Do the same future pacing procedure from the previous technique.

4. Reverse Spinning Technique

Whenever you’re fearful or experience a negative emotion, it starts as a distinct feeling in your body. Usually it starts in the stomach and goes either up to your head or down your legs. The reverse spinning technique allows us to reverse a negative emotion before it takes hold of us completely.

  1. Become seated and close your eyes and relax.
  2. Go back to a past situation when you felt nervous, anxious or fearful.
  3. As you enter the mental movie that is playing, notice in which part of the body the negative feeling originates. For example, it could start in in the stomach and move up to your head.
  4. Once you’ve identified the location, give this feeling a colour.
  5. Now visualize the flow of this feeling reversing as the initial colour changes to a pleasant one.
  6. Do this faster and faster as the flow is going
  7. Open your eyes and look around.

You can use this technique in emergency situations. As always, use future pacing at least once to test and then repeat it to strengthen this technique.

5. Circle of Confidence

This technique is used to reprogram your mind to react positively to a future event, whether it’s approaching a woman, giving a speech, going for an interview and so on.

You will need some space to move, at least 2 feet forward and 2 feet back, as this technique requires you to be standing.
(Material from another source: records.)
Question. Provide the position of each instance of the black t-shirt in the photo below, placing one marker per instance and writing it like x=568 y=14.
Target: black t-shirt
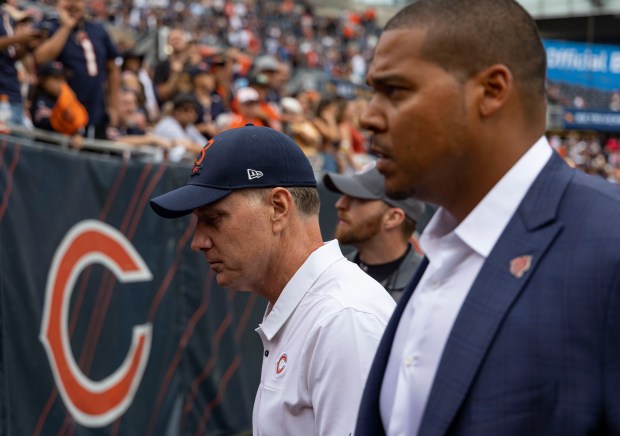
x=382 y=271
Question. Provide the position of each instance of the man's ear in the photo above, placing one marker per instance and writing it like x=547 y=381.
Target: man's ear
x=496 y=84
x=393 y=217
x=281 y=201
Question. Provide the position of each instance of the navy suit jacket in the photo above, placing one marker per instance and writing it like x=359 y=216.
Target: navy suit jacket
x=539 y=354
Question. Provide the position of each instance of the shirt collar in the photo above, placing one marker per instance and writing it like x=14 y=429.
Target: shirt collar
x=481 y=229
x=301 y=282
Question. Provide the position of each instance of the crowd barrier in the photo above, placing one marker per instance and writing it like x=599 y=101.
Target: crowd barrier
x=110 y=324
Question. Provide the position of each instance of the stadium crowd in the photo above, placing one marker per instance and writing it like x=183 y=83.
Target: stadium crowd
x=172 y=74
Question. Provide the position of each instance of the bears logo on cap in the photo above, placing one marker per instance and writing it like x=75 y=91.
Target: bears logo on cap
x=201 y=156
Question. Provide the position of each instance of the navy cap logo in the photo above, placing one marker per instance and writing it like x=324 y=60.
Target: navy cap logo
x=254 y=174
x=201 y=156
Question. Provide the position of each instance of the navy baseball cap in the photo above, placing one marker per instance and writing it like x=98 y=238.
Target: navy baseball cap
x=369 y=185
x=242 y=158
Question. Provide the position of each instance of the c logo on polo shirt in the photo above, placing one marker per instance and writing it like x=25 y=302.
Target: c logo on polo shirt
x=280 y=365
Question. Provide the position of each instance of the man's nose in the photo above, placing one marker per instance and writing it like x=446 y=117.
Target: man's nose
x=372 y=117
x=343 y=202
x=201 y=240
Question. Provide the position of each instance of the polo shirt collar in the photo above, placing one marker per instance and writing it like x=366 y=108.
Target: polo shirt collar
x=294 y=291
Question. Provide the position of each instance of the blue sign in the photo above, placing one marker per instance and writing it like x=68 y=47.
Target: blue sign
x=592 y=120
x=588 y=65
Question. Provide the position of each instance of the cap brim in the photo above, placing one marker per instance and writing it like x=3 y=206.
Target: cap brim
x=348 y=185
x=184 y=200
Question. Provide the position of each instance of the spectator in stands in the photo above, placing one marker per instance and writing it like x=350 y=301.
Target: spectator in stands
x=614 y=102
x=248 y=109
x=268 y=112
x=134 y=62
x=132 y=120
x=16 y=38
x=85 y=48
x=269 y=66
x=352 y=152
x=380 y=228
x=208 y=102
x=131 y=81
x=326 y=121
x=54 y=105
x=132 y=128
x=324 y=316
x=179 y=126
x=171 y=74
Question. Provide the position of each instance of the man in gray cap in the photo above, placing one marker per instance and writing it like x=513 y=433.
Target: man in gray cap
x=380 y=228
x=253 y=194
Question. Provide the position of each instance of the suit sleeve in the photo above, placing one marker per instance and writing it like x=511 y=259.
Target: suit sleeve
x=342 y=351
x=611 y=369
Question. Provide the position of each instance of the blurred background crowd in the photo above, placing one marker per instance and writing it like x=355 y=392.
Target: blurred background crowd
x=172 y=74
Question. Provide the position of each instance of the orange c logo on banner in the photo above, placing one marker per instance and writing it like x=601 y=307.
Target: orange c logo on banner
x=92 y=403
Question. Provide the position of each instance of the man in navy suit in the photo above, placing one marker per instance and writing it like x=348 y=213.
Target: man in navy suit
x=511 y=325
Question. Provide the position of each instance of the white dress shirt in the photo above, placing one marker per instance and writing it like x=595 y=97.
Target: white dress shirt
x=456 y=255
x=319 y=341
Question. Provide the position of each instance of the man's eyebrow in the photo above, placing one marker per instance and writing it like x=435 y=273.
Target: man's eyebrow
x=383 y=80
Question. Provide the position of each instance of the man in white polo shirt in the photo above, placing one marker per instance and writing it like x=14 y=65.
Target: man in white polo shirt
x=254 y=195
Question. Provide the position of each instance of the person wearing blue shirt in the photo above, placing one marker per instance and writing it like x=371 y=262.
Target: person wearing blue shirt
x=15 y=39
x=86 y=50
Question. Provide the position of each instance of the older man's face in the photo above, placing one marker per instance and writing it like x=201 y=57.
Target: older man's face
x=358 y=220
x=234 y=235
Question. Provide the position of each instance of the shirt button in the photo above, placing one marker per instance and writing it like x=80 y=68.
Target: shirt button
x=411 y=360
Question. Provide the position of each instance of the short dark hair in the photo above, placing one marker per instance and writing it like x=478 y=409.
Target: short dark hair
x=408 y=227
x=306 y=198
x=466 y=36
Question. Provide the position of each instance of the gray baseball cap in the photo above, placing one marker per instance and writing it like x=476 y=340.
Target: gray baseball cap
x=369 y=185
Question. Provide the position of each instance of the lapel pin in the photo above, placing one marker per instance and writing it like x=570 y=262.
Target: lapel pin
x=520 y=265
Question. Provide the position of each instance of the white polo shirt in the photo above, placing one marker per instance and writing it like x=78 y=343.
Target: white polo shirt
x=319 y=341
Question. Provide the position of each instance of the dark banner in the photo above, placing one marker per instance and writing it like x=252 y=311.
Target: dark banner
x=110 y=324
x=600 y=121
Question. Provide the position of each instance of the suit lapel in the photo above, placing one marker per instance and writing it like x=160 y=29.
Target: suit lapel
x=369 y=418
x=503 y=276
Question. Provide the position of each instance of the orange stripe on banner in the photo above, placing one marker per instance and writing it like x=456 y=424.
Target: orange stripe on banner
x=112 y=193
x=243 y=321
x=134 y=198
x=79 y=298
x=189 y=331
x=146 y=195
x=104 y=294
x=172 y=270
x=3 y=148
x=215 y=344
x=95 y=333
x=45 y=412
x=9 y=182
x=221 y=391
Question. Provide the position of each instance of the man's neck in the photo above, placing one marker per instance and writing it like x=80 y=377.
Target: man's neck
x=377 y=252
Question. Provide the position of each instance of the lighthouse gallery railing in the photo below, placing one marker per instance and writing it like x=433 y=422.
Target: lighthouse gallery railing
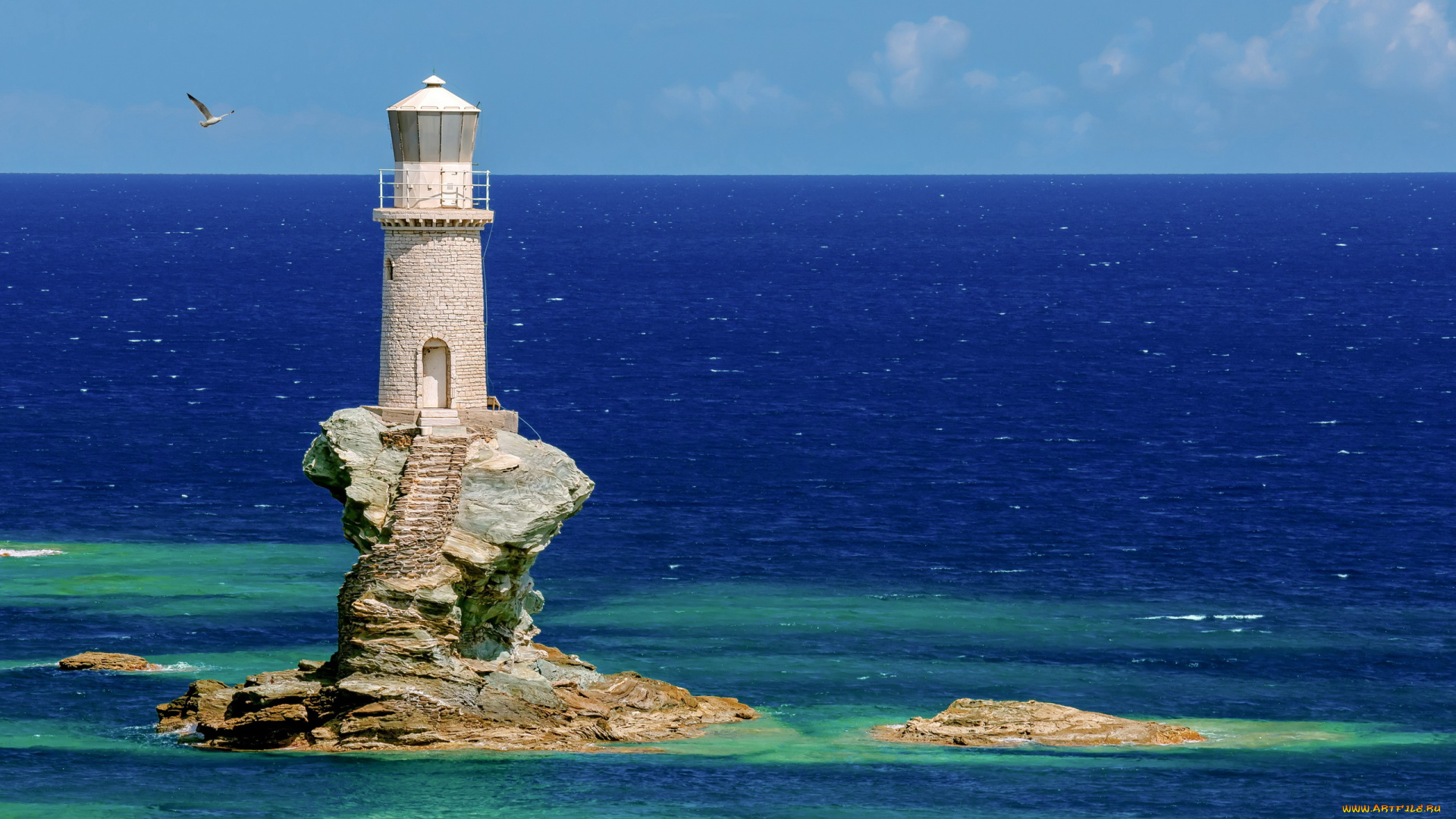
x=435 y=188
  1. Close your eyes, take a deep breath and as you exhale “relax now”.
  2. Think of a time in the past when you felt really confident.
  3. Notice what you’re seeing, hearing and feeling. Experience everything as fully as you can.
  4. Intensify this feeling.
  5. Now imagine that you’re standing in a circle and this circle has a powerful, vibrant colour.
  6. Add any other senses that will help you strengthen the feeling of confidence: sounds, music, maybe even a certain smell.
  7. Before the intensity of feeling confident fades, take one step and leave the circle.
  8. Open your eyes, look around for a bit and feel how it is to be outside this circle as your revert back to a neutral state.
  9. Now close your eyes and step back into the circle. Feel this powerful energy flowing back into you, along with the appropriate enhancers that you added.
  10. You can repeat steps 2 – 8 for as many times as you want to strengthen the circle.

You can use the circle of confidence (also know as the circle of excellence) with future pacing. You have to repeat this technique a couple of times with a future situation that usually affects you negatively after which you don’t have to do it anymore.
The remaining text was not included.